Bayram değil seyran değil, eniştem beni niye öptü misali geçtiğimiz gün Bulgaristan Başbakanı Boiko Borisov kişisel facebook hesabından bir açıklama yaptı.
1984‘de dönemin Bulgar Komünist Partisi tarafından Türk azınlığa dönük başlatılan, sözde ‘Bulgarlaştırma’ ve asimilasyon hareketinin yıldönümünde gelen açıklamada Borisov, ülkesindeki bunun hesabının sorulmadığını vurgulamış.
Borisov sanki günah çıkartmış.
O tarihlerde Borisov’un da zulmün mimarı olan Bulgaristan Devlet Başkanı Todor Jivkov‘un genç korumalarından biri olduğu iddiaları var.
Gelelim merkezi Bursa‘da bulunan Balkan Göçmenleri Kültür ve Yardımlaşma Derneği’nden Borisov’a yapılan çağrıya.
Dün Bal-Göç ve BGF Genel Başkanı Doç. Dr. Yüksel Özkan ile konuştuk.
Özkan, daha önceki gün Bulgaristan’daki etnik temizlik hareketlerini kınama törenlerinden döndü.
Özkan, açıklama üzerine kendilerinin de karşı bir bildiriyle bu konudaki bombayı Bulgar Başbakan’ın kucağına attıklarını söyledi.
Özkan şunlara değindi:
“Aralık 1984’te başlayan ve 1989 zorunlu göçüyle Türkiye’ye 350 binin üzerinde Türk’ün göç etmesine yol açan Bulgaristan’daki ‘etnik temizlik’ politikalarının 30. yıl dönümüne gelinmiştir. Todor Jivkov sonrası dönemde demokrasi süreciyle Bulgaristan Türkleri haklarını ‘kısmen’ geri almışsa da 1984-1989 dönemindeki asimilasyon politikalarının suçlularından tam anlamıyla hesap sorulmamıştır.”
Özkan şöyle devam etti:
“Başbakan Sayın Borisov asimilasyon politikalarına atfen ‘görünmeyen ancak Türk asıllı vatandaşlarımızın ruhlarında çok ağır darbeler bırakan, kendilerine ve ailelerine karşı uygulanan şiddet, Komünist Partisi tarafından sanki kolayca unutulabilir hale getirildi” ifadesini kullanmıştır. Sayın Borisov’un söz konusu açıklaması, Teşkilatımızca memnuniyet verici bulunduğunu belirtmek isteriz.”

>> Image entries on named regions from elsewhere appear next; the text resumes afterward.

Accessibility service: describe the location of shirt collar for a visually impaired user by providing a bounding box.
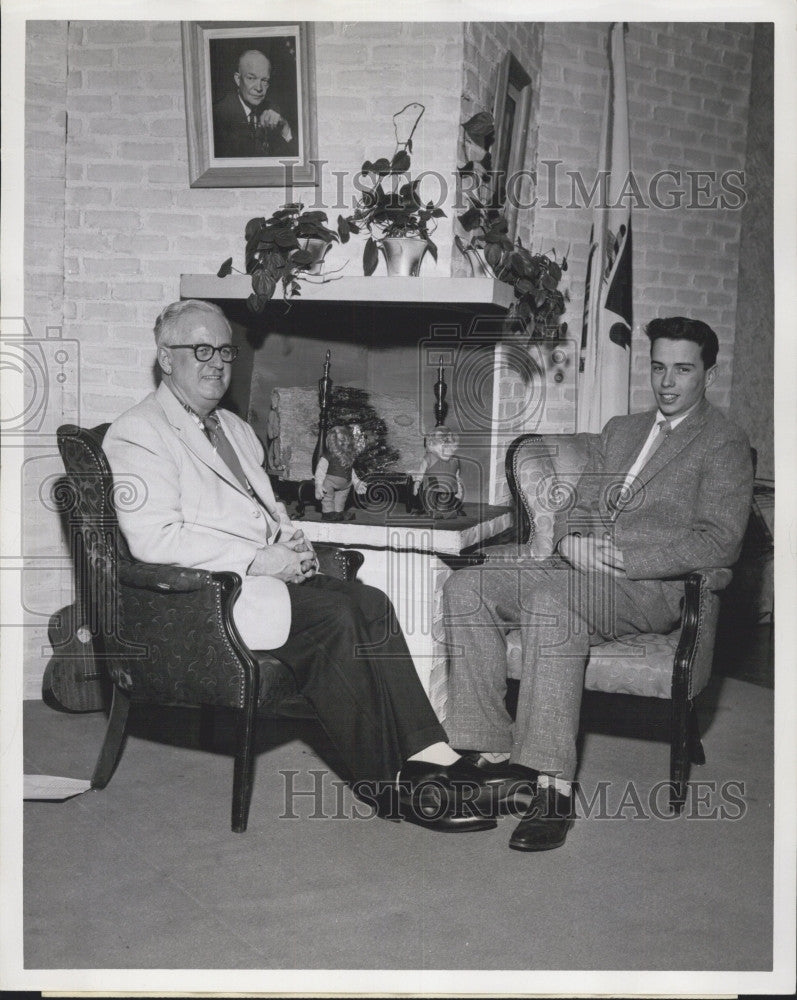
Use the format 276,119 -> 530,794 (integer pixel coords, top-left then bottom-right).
655,399 -> 702,430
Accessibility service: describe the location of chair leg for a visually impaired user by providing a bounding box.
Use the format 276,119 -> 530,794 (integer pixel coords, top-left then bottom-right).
199,705 -> 216,750
232,706 -> 257,833
670,698 -> 691,813
91,685 -> 130,788
686,703 -> 706,764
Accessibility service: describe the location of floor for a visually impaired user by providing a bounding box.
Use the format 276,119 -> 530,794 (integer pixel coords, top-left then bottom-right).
24,628 -> 773,970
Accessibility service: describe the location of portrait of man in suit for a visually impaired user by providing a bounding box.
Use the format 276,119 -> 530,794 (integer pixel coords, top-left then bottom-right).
444,317 -> 753,851
212,39 -> 299,158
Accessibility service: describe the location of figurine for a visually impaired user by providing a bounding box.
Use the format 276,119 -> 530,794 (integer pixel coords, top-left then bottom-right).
412,426 -> 465,517
315,426 -> 366,521
266,389 -> 286,476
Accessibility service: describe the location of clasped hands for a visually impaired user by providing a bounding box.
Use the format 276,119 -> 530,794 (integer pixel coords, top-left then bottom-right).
557,533 -> 625,576
248,521 -> 318,583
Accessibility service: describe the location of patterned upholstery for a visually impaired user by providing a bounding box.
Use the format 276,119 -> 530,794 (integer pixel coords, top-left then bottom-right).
500,434 -> 731,811
54,424 -> 363,831
500,434 -> 731,698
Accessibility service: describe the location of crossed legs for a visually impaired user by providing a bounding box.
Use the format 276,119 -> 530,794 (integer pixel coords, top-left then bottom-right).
444,558 -> 678,781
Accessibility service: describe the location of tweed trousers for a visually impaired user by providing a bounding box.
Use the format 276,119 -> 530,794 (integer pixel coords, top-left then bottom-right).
444,556 -> 683,780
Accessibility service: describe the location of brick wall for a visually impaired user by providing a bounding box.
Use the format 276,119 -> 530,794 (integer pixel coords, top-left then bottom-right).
25,21 -> 463,697
534,22 -> 753,411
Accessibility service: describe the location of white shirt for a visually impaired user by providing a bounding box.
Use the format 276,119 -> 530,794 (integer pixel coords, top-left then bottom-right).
623,404 -> 697,493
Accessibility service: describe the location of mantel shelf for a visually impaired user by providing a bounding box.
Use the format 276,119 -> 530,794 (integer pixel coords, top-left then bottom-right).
180,274 -> 513,309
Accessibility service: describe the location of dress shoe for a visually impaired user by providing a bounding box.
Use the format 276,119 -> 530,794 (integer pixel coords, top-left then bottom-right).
457,750 -> 538,816
382,758 -> 496,833
509,785 -> 575,851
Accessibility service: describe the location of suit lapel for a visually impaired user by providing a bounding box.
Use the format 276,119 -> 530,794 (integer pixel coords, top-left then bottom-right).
155,382 -> 248,496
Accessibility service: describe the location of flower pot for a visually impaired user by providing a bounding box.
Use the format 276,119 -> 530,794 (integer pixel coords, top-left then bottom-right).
379,236 -> 427,278
299,236 -> 332,274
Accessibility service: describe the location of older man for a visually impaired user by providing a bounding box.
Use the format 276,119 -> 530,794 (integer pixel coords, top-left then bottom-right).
445,317 -> 753,851
213,49 -> 298,157
104,299 -> 495,830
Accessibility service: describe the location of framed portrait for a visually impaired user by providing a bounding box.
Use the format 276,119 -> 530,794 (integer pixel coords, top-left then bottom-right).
492,52 -> 531,238
182,21 -> 318,187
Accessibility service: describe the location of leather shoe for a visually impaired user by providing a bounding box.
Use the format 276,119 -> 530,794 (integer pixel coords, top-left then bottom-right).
380,759 -> 497,833
509,785 -> 575,851
457,750 -> 538,815
399,757 -> 495,818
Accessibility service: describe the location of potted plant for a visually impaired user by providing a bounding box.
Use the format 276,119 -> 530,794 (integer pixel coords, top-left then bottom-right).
218,202 -> 338,313
338,104 -> 445,276
454,111 -> 567,339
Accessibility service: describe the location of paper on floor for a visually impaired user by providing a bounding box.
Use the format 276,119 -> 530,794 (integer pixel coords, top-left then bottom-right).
22,774 -> 91,802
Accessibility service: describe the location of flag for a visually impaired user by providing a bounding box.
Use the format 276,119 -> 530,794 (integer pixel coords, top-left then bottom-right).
577,22 -> 632,432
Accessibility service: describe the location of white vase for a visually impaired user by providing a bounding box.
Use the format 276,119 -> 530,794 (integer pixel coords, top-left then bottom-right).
299,236 -> 332,274
460,246 -> 495,278
379,236 -> 427,278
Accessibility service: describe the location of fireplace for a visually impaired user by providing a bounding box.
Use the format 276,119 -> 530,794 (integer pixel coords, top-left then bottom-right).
181,275 -> 577,504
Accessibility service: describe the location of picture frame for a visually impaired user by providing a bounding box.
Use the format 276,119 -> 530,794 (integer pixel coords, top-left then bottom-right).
181,21 -> 318,188
491,50 -> 531,239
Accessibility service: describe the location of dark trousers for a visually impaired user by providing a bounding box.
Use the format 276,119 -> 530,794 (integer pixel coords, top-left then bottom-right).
270,575 -> 447,781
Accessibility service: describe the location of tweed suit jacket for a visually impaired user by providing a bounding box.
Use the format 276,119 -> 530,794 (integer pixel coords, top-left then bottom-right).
554,400 -> 753,580
103,383 -> 293,649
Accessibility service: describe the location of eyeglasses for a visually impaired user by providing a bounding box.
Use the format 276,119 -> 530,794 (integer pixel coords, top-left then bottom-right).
164,344 -> 238,365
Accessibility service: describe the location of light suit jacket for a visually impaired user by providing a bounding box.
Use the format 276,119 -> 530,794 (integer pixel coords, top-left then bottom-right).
554,400 -> 753,604
103,384 -> 292,649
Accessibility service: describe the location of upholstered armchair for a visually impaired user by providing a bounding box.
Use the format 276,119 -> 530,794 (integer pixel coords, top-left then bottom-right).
483,434 -> 731,812
56,424 -> 363,832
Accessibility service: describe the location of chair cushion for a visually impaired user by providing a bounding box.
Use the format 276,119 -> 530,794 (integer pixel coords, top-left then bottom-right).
506,628 -> 681,698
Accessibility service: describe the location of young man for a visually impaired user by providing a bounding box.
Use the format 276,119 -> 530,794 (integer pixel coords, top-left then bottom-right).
103,299 -> 504,831
444,317 -> 753,851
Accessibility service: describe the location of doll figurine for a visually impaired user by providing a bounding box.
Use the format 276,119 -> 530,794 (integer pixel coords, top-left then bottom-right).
314,427 -> 366,521
412,427 -> 465,517
266,389 -> 287,476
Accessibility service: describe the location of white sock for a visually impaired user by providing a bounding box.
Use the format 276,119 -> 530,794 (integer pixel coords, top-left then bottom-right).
537,774 -> 573,795
407,742 -> 460,767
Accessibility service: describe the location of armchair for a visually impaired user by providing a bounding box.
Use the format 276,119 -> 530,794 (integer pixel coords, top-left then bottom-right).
56,424 -> 363,833
494,434 -> 731,812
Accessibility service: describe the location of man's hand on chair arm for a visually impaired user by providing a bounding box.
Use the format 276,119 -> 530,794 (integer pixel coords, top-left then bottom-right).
248,540 -> 317,583
557,534 -> 624,576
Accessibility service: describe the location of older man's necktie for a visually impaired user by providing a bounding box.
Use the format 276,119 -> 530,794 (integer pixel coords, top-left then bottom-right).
203,413 -> 253,494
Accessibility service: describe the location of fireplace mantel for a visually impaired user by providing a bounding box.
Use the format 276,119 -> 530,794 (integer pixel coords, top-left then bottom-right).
180,274 -> 514,310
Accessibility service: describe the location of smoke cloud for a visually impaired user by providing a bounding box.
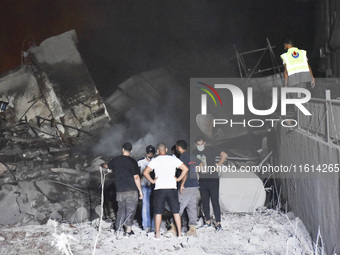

Açıklamanın samimi olması için Borisov’un bunu kişisel hesabı yerine Başbakanlık tarafından yapması gerektiğini de hatırlatan Özkan devamla şunları vurguladı:
“1997 ve 1998 yıllarında dönemin Bulgaristan Cumhurbaşkanı Sayın Petar Stoyanov ve Başbakanı Sayın İvan Kostov tarafından sözlü olarak iki kez özür dilenmesinin yanı sıra, Ocak 2012’de Bulgaristan Parlamentosu’nda, “Bulgaristan Müslümanlarına Karşı Zorla Uygulanan Asimilasyon Sürecinin Kınanmasına İlişkin Bildiri” kabul edilmiştir. Bunun yanı sıra 16 Kasım 2013 tarihinde o dönemin Bulgar Sosyalist Partisi Genel Başkanı Sayın Sergey Stanişev de Türklerden özür dilemişti.”
Borisov’a, suçluları adalet karşısına çıkarma çağrısını yineleyen Özkan, Bulgaristan Anayasası’nın bu konuda Başbakan’a yetki verdiğini de hatırlattı.
Özkan’ın asıl çağrısı ise, aslında çok gecikmiş ve telsim edilmemiş bir hakkı içeriyor.
“Resmi kayıtlara göre 1984-1985 yıllarında isimleri zorla değiştirilen bir milyon 306 bin kişiden, hala hayatta ve vefat etmiş Türk isimlerinin kanuni bir düzenleme ile mağdur Soydaşlarımızın şahsi hiçbir müracaatları beklenmeden eski kütüklerdeki Türk adlarının iade edilmesi en büyük beklentilerimizden biridir.”
Komşu Başbakan Borisov gerçekten samimi ise bu çağrıya kulak verir.
Sonra bir de insanın hesap sorulmayanlar için, ‘Elini tutan mı var Sayın Başbakan’ diyesi geliyor.